Maintenant, je vais chercher ma voiture de location pour pouvoir me promener à ma guise sur la côte. Mon premier stop est Portimão, station balnéaire qui est encore plus prisée que Faro, mais qui pourtant n'a rien d'extraordinaire. Ce n'est pas tant la ville elle-même qui m'intéresse, mais la vue sur le petit village de Ferragudo depuis la marina. En vérité, cela ne change pas grand chose. Je reviens vers Carvoeiro, autre petit village niché entre les falaises, dans l'espoir de partir pour visiter la fameuse grotte de Benagil, car le temps est un peu plus clément. Mais pas l'océan ... de furieuses vagues déferlent sur la plage, et quand on voit les petites barques qui sont censées nous emmener dans la grotte, on comprend pourquoi aujourd'hui, tous les tours ont été annulés ... Bon, il va falloir tirer un trait dessus, quel dommage car c'est vraiment LE symbole de la région. A la place, on va faire des photos de vagues, en suivant le chemin de l'Algar Seco. C'est une vue pour le moins magnifique, quand bien même une averse vient me tremper de la tête aux pieds. L'écume s'écrase sur les falaises, giclant comme un feu d'artifice aquatique. Les courants sont si forts que les vagues semblent même se battre entre elles.

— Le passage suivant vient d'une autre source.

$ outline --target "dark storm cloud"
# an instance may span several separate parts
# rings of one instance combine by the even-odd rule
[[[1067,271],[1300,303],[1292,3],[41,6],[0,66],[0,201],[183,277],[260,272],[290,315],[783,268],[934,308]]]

Une soixantaine de kilomètres plus loin, je suis maintenant à Lagos, et plus précisément à la Ponta da Piedade. C'est un superbe point de vue sur d'autres falaises, qui rappellent un peu Etretat mais en version plus orangée.

Le lendemain, avant de prendre mon avion, j'ai encore le temps d'aller voir l'Igreja do Carmo, et comme j'ai soit un billet de 20 euros soit un euro, le gars de l'entrée me fait un tarif étudiant. Ouf, ça aurait été bête de manquer les dorures de l'intérieur! Et une autre Capella dos Ossos, cependant moins impressionnante que celle d'Evora. Je termine ma visite de l'Algarve par un saut au palais d'Estoi, qu'on ne peut pas visiter car il a été converti en hôtel.

• • •

Pas de repas au restaurant sur Faro, mais un test de délicieuses pâtisseries de l'Algarve. D'inspiration arabe, elles sont souvent à la pâte d'amande, et aussi aux oeufs, au miel ... C'est le cas de l'Olho de Sogra, et du Dom Rodrigo.

• • •

Et le séjour s'achève ... J'ai beaucoup plus aimé le Portugal que prévu, qui offre une véritable différence culturelle d'avec l'Espagne, tout en partageant des points communs notamment au niveau des paysages, de la gastronomie de certains endroits (surtout l'Alentejo), mais en parlant de nourriture, j'ai beaucoup plus aimé leurs menus que ceux de leurs voisins. Bien sûr c'est un peu gras, mais ça l'est toujours moins qu'à côté. Les pâtisseries, notamment, sont bien plus travaillées que leurs équivalents espagnols. Et les azulejos! Bien sûr on en trouve en Andalousie, mais là, on parle de tout le territoire portugais, une réelle identité. La langue elle-même est plus douce à l'oreille que l'espagnol, et étonnament la prosodie se rapproche de celle du français, créant souvent des hallucinations auditives. C'est vraiment un pays qui me donne envie d'y retourner, à l'occasion. Et à l'heure où j'écris ces lignes, j'ai été testée négative au covid, ce qui signifie qu'il ne faut pas s'empêcher de voyager tant qu'on le peut, mais qu'il en va de sa propre responsabilité de respecter les gestes barrières. Et avec ça, un jour, le monde rouvrira!